Wonderful. While various slimeballs are battling to sell you a pH-altering product which will do precisely nothing, Whole Foods plays it sneaky. Why are they selling baking soda water with pH 9.5 so prominently displayed? Perhaps it's because if you do a Google search of "alkalinity" and "cancer," you'll get 426,000 hits. Yes—many alternative medicine lemmings buy into this mentality. Is Whole Foods aware of this? You tell me.
Let's move on to the dairy aisle. Is Whole Foods trying to milk you?
The store is sure proud of not selling any butter that is made from cows that were given that icky rBGH (recombinant bovine growth hormone) in its butter, as is evident from the prominent display on the front, so that stuff has got to be really bad for you, right?
So it's a bit odd that in MUCH smaller letters on the back is a statement from the FDA that not only is there no difference in the butter from cows, regardless of whether they have been given the stuff, but there isn't even a test that can tell whether the BGH in the cow was there because that's what cows have, or they were given some extra.
Then there's this, which if you have a child, is all but indispensable.

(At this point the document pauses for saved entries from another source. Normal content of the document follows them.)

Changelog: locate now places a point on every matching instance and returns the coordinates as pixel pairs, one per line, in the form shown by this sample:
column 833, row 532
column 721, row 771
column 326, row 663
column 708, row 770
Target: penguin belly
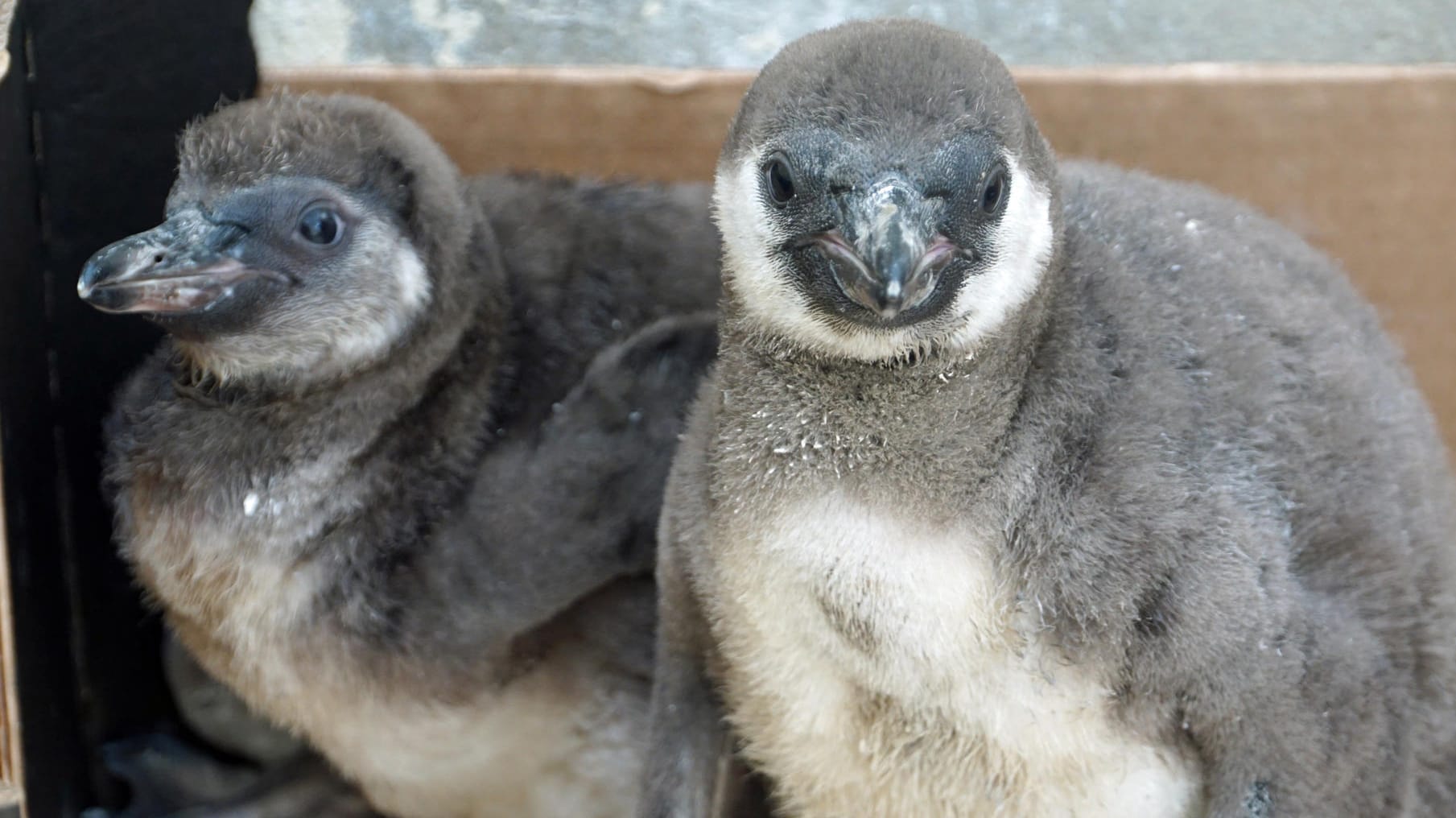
column 878, row 667
column 563, row 740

Whole Foods' environmentally sustainable, easy to grasp, motor skill stimulatory, VERY large Baby Thingy
Which looks disturbingly like this, no?
And, as long as you're gonna walk around incinerating your money, you might as well have comfortable feet while doing so. And what could possibly do a better job than...
Whole Foods' Organic Knee Socks? This is no joke. Seriously. They were right there in the organic sock department. There is no power on earth that is gonna get me to wear these, regardless of the alternative...
So, maybe the trip wasn't as bad as, say, Knicks' season tickets, but it was still pretty bad. Except for the pie. Delicious AND gluten free! Mmmm!
(1) This is what I left out: A female asked me to go there, AND I bought the pie. So, the second sentence should really read: "Yet this weekend, the need for pie overwhelmed the need for a conscience, and the lack of a spine, so I found myself inside the wretched place
(2) Never really cared for the expression "take a leak." You don't take the leak. You leave the leak behind. Perhaps a discussion for another time.
(3) From Barron's website: "But the most famous mountain waters in the world, waters renowned for their healing properties, are highly alkaline. I'm referring to the waters coming down from the Himalayas, and specifically to the waters of the Hunza Valley, which have a pH that runs between 9 and 11."